Ghost Module
In object detection using deep neural networks, the preprocessed image data is initially fed into the backbone network of the model for feature extraction. To improve the efficiency of this process, researchers have made significant advancements in exploring lightweight backbones. Han et al. (2020) visualized feature maps in convolutional neural networks and observed that there were redundant feature maps. They discovered that these redundant feature maps could be obtained through relatively cheaper operations, such as linear transformations or depth-wise separable convolutions. In the processing of their proposed ghost module, as depicted in Figure 1, a small number of convolutional kernels are initially employed to extract features from the input feature map, as illustrated by the brightly colored portion in the figure. Subsequently, the obtained features undergo additional cheaper computations, represented by the symbol Ф in the figure, such as linear transformations or depth-wise separable convolutions, resulting in the output shown in the grayscale portion of the figure pointed to by the arrows. Finally, the features obtained from these two processes are concatenated to generate the final output feature map. In their experiments, the Ghost-VGG-16 model, which incorporated this design, achieved the highest accuracy (93.7%) compared to other models, with a substantial reduction in floating point operations (FLOPs).
Figure 1. An illustration of the ghost module. Ф represents the inexpensive operation
Building upon this approach, Deng et al. (2022) applied the ghost module to the classic single-stage object detection algorithm, reducing computational costs and improving detection performance. Similarly, Kong et al. (2022) reduced the model size to 1/6 of its original size and improved mean average precision (mAP) by 2.9%. To enhance the detection speed of the model, Cao et al. (2022) introduced the GhostNet module, and their proposed model, GhostNet-YOLOv5, achieved a 4.83% increase in precision. Considering memory and computational limitations of mobile devices, Han et al. (2022) proposed the CPU-efficient Ghost (C-Ghost) module and GPU-efficient Ghost (G-Ghost), which better balance accuracy and speed in models deployed on heterogeneous devices, including CPU and GPU. Furthermore, to address challenges posed by variations in target shapes, occlusions, and complex backgrounds in practical production applications, researchers (Qiu et al., 2022; H. Wang et al., 2022; Wei et al., 2022) implemented efficient processing of redundant information in channel features based on the ghost module. In their respective domains, these detectors exhibited significant improvements in terms of recall, precision, and mAP.

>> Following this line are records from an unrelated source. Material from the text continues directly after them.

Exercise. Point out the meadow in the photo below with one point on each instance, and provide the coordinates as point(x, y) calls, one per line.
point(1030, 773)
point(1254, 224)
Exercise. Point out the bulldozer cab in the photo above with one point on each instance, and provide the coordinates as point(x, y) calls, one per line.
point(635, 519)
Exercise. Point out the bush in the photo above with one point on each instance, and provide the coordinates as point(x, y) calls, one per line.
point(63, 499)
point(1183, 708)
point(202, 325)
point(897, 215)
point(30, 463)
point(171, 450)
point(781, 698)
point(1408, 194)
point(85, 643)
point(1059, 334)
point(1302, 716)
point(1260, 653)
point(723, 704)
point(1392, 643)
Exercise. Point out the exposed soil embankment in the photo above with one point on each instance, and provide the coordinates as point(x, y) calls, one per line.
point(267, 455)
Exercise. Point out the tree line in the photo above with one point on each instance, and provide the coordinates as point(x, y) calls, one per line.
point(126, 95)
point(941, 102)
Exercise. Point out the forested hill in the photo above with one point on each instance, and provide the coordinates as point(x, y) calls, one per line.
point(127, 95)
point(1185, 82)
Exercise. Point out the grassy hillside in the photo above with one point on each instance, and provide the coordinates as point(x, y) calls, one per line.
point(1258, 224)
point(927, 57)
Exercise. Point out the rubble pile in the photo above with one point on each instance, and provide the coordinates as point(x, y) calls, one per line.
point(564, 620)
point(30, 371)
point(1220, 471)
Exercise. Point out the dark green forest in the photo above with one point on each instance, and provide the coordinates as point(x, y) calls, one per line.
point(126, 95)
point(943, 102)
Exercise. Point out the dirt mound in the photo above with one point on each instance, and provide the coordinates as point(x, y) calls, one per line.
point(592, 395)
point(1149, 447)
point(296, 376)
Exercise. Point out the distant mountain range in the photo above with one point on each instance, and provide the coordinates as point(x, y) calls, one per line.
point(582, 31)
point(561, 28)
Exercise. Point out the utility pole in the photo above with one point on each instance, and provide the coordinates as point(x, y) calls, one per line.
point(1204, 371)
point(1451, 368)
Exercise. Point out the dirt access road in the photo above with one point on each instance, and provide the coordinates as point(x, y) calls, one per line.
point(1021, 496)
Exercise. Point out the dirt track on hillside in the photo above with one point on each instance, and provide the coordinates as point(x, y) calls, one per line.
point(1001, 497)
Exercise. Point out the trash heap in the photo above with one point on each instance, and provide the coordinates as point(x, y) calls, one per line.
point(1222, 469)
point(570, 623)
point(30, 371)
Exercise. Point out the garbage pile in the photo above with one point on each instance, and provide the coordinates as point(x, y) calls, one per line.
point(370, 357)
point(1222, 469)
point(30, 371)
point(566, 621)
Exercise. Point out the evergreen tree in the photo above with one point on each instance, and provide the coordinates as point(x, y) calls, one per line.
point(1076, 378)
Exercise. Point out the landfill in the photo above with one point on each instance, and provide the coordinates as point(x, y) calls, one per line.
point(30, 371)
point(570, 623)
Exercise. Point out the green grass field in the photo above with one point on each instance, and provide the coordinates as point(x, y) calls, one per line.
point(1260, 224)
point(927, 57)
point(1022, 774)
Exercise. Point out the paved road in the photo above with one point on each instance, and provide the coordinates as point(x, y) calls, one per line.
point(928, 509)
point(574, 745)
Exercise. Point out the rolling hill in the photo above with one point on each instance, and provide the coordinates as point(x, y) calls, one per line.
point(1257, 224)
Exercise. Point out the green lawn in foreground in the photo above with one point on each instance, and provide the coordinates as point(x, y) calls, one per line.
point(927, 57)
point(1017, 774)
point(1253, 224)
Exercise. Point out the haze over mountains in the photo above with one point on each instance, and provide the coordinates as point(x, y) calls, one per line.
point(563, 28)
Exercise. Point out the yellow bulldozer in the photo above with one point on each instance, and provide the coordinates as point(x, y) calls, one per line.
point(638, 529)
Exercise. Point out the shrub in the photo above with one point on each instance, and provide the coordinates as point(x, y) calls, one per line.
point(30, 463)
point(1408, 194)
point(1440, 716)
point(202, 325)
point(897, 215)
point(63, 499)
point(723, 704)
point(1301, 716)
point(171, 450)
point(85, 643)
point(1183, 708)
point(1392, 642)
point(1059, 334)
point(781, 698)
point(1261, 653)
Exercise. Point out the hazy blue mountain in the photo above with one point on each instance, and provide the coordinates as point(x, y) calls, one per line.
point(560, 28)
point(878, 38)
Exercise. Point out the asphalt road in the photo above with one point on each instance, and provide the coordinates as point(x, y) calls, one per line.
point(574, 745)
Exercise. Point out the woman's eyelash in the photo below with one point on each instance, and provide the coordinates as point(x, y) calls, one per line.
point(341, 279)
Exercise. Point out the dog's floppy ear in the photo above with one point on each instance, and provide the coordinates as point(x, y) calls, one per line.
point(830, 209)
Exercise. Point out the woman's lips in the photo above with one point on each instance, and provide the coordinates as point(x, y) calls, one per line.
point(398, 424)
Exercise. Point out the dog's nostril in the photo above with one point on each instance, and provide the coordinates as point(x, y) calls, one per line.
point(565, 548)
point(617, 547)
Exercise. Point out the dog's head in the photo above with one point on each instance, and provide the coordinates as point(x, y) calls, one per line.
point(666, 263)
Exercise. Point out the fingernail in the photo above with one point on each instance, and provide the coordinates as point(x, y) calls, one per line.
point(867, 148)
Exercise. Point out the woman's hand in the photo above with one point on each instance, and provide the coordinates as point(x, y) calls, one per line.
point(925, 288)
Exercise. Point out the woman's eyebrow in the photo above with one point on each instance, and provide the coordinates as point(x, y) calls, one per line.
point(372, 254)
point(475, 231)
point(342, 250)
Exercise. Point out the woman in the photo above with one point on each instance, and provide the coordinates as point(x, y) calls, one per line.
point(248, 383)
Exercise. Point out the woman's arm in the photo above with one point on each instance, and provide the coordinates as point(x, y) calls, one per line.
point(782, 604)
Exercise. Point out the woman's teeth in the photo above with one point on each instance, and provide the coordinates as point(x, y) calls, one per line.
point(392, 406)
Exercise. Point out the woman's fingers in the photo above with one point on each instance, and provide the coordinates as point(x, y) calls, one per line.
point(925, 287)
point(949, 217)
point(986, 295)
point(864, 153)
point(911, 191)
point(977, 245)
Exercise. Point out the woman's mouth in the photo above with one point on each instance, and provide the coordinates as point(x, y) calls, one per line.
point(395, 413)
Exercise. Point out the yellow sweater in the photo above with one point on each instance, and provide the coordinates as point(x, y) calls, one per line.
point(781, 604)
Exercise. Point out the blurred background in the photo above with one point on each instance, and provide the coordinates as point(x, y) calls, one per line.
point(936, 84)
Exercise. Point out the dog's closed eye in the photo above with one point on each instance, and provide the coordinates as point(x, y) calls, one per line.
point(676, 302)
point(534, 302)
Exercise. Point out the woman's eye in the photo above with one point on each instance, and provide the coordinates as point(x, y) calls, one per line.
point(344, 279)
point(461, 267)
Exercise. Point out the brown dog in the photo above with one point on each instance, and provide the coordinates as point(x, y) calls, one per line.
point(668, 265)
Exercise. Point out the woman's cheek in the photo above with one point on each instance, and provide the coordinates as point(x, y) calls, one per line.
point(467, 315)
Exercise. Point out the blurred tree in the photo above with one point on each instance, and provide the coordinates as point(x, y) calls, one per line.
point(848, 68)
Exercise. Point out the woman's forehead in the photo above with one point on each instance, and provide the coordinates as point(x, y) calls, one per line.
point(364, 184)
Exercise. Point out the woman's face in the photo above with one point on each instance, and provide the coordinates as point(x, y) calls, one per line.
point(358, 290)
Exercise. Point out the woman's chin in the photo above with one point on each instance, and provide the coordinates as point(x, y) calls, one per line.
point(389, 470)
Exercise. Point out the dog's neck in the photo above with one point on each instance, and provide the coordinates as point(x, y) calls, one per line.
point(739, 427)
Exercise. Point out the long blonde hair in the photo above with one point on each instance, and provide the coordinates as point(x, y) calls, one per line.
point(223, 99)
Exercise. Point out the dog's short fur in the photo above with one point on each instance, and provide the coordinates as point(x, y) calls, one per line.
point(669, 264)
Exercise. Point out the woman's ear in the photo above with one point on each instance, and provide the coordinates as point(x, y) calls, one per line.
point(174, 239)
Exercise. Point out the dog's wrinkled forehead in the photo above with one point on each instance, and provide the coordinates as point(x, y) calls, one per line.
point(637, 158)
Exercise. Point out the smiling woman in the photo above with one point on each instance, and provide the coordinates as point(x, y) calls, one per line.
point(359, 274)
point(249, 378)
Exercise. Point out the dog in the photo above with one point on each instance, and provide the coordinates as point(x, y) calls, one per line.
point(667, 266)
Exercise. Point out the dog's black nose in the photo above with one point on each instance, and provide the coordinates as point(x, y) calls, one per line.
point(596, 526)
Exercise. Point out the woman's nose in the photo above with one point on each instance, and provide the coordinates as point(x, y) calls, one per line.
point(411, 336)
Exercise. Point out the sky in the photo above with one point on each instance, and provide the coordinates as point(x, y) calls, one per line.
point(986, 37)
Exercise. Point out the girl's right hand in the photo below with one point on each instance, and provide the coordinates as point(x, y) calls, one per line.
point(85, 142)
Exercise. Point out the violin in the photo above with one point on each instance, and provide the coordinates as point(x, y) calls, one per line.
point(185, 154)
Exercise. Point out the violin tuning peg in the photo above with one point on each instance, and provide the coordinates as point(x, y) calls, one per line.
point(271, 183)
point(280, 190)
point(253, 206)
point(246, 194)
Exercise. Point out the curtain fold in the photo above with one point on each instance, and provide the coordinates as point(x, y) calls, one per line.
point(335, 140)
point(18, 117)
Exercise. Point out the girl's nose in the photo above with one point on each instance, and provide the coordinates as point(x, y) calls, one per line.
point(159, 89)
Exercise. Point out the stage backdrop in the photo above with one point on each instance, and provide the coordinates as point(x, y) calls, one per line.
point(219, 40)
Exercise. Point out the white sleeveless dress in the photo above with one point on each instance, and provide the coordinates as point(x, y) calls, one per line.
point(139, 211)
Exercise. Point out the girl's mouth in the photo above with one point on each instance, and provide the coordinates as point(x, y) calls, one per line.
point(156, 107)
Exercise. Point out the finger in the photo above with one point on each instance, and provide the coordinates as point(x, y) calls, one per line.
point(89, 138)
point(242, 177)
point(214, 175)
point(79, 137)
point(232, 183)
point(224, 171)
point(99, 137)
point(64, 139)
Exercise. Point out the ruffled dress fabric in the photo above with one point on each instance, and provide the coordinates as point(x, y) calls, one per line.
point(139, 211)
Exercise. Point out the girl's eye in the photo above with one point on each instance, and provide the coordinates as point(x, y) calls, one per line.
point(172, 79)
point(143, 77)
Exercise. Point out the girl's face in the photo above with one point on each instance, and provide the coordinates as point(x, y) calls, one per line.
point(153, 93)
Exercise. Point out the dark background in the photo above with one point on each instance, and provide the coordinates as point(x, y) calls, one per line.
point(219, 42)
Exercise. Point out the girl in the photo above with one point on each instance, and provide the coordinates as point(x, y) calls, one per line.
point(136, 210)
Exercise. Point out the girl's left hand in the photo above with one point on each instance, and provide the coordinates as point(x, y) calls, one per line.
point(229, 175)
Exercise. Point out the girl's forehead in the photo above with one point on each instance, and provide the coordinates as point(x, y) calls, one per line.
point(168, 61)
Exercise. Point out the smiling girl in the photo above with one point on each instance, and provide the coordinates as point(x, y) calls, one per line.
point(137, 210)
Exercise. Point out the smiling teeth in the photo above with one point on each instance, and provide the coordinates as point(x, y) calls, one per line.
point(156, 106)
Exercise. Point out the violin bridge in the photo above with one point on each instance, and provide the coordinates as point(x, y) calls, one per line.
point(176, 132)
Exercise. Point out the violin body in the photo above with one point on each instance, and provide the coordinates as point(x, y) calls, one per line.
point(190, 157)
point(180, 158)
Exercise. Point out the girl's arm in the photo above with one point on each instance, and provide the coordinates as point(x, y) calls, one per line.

Notwithstanding the incremental advances in computer vision, the integration of efficient memory access cost (MAC) design with multi-scale edge detection methodologies has practical value, particularly within the ambit of the head part of edge detectors—a critical juncture for optimizing performance across scales. In light of this research lacuna, this paper presents a sophisticated design innovation for the head part of the model, which deftly incorporates the principles of GhostNet. This integration is meticulously crafted to process information from feature maps at varying scales with superior efficacy.